En 2016, pour améliorer sa maîtrise du français et s’imposer dans l’Hexagone, Watson, l’intelligence artificielle d’IBM, a conquis les conseillers du Crédit Mutuel. Durant une année, deux outils ont été développés par l’entreprise américaine pour accompagner les collaborateurs de la banque française.

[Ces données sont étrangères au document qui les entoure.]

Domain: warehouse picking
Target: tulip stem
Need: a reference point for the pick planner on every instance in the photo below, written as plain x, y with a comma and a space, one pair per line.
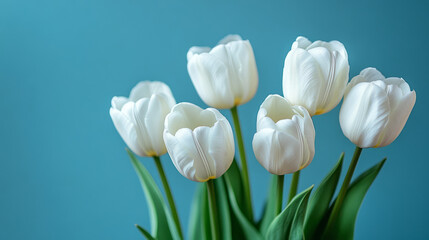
280, 181
168, 194
245, 172
293, 186
214, 222
344, 188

Séduit, le Crédit Mutuel va déployer l’IA dans 5 000 agences et auprès de 20 000 conseillers dès cet été. L’objectif de Watson est véritablement de permettre aux conseillers bancaires une plus grande efficacité dans leurs tâches quotidiennes en améliorant, de manière intelligente, leur gestion des tâches.

Trois outils pour co-conseiller les clients

C’est par exemple grâce à un outil d’analyse du courrier électronique reçu par les conseillers que Watson va trier et hiérarchiser les demandes des clients, permettant ensuite à l’employé de mieux identifier les urgences. Mais l’IA se manifeste aussi dans le suivi des clients : en identifiant les demandes les plus fréquentes de chacun, Watson espère également pouvoir mieux connaître ses besoins pour les indiquer ensuite au conseiller.

IBM a également développé deux assistants virtuels bancaires pour les collaborateurs du Crédit Mutuel. Ces véritables Alexa de la banque sont en mesure de trouver rapidement une information ou un conseil qui échapperait au conseiller, notamment sur des domaines complexes comme les produits financiers ou l’assurance automobile, comme l’explique la société américaine.

Ces différentes solutions qui ont jusqu’ici été utilisées par 150 conseillers pilotes seront déployées pour tous d’ici à juin. Selon une étude réalisée par la banque, Watson aurait véritablement permis d’améliorer la productivité et l’efficacité des conseillers. 94 % des testeurs recommanderaient ainsi à leur collègue le réseau neuronal d’IBM pour les aider dans leurs tâches quotidiennes.

Pour le client, la différence sera difficile à saisir entre un conseiller aidé par Watson et son conseiller habituel. En effet, pour la banque mutualiste, il s’agissait pas de transformer Watson en conseiller clientèle afin de réussir une opération de communication mais bien de développer des outils pour améliorer les relations clients, une forme de co-botique de l’intelligence artificielle en somme.